WASHINGTON (CNN) - Defense Secretary Robert Gates for the first time is outlining potential Obama Administration plans to selectively enforce the "don't ask don't tell" ban on gays in the military so that some gays could serve.
Gates says he is now looking at ways to make the ban "more humane" including letting people serve who may have been outed due to vengeance or a jilted lover. The remarks were made in a transcript released Tuesday by the Pentagon.
In addition, Capt. John Kirby, spokesman for Adm. Michael Mullen, chairman of the Joint Chiefs of Staff, said Wednesday the chairman "supports the idea of a less draconian way of enforcing the policy."
Gates told reporters traveling with him, "One of the things we're looking at - is there flexibility in how we apply this law?" As the "don't ask don't tell" law now stands, anyone who is openly gay in the military is expelled if they are found out.

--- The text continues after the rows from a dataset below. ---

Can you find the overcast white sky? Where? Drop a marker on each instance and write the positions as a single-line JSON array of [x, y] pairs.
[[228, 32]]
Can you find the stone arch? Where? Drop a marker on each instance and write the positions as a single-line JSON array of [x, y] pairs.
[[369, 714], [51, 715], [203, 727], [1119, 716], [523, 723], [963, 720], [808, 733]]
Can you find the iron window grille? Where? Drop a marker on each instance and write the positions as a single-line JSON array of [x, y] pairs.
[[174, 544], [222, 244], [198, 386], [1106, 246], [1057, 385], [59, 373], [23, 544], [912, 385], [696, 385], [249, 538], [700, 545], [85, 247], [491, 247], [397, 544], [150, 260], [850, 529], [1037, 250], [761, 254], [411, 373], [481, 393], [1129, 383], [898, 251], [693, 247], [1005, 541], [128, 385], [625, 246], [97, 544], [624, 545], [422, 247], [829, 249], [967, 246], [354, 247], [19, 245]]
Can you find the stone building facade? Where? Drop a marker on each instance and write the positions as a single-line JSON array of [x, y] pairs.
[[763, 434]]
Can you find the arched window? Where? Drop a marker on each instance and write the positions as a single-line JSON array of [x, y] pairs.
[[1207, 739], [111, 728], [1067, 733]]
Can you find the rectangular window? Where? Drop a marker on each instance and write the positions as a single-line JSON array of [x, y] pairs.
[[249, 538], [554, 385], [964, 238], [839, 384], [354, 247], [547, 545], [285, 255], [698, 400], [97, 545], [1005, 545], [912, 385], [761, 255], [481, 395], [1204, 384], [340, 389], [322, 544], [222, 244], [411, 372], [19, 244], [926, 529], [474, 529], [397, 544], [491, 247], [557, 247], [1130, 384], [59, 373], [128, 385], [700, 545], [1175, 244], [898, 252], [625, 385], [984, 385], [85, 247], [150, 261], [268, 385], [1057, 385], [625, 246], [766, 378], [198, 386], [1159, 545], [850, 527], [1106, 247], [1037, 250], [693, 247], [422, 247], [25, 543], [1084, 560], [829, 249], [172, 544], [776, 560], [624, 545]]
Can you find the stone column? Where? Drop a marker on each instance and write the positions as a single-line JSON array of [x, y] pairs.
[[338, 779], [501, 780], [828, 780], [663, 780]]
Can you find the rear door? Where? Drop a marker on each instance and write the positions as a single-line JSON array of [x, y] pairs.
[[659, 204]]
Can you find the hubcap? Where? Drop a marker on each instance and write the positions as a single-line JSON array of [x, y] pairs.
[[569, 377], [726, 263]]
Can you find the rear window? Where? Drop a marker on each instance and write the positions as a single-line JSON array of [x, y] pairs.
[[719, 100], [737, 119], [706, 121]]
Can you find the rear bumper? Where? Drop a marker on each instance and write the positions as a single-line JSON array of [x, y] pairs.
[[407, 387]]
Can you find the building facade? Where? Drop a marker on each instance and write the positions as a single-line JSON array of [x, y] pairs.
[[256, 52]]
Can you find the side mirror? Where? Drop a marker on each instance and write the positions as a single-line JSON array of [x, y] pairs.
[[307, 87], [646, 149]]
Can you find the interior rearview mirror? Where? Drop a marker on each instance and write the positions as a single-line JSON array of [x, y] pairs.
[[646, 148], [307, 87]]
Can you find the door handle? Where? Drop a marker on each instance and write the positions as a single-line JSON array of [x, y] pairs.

Gates indicated he is looking at several options. "Let me give you an example. Do we need to be driven when the information, to take action on somebody, if we get that information from somebody who may have vengeance in mind or blackmail or somebody who has been jilted."
Gates said he has discussed the issue with President Obama and also during a meeting with his top war-fighting commanders last week. At that military meeting Gates said. "The issue that we face is that how do we begin to do preparations and simultaneously the administration move forward in terms of asking the Congress to change the law."
Obama has been criticized for not moving fast enough to propose a repeal of the ban to Congress. Gates did not indicate the Pentagon was yet supporting a full repeal.
"What we have is a law - be it a policy or a regulation - and as I discovered when I got into it, it's a very prescriptive law. It doesn't leave much to the imagination for a lot of flexibility. And so one of the things we're looking at - is there flexibility in how we apply this law."
The secretary appears to be proposing interim measures. "If somebody is outed by a third party … does that force us to take an action? And I don't know the answer to that, and I don't want to pretend to. But that's the kind of thing we're looking at to see if there's at least a more humane way to apply the law until the law gets changed."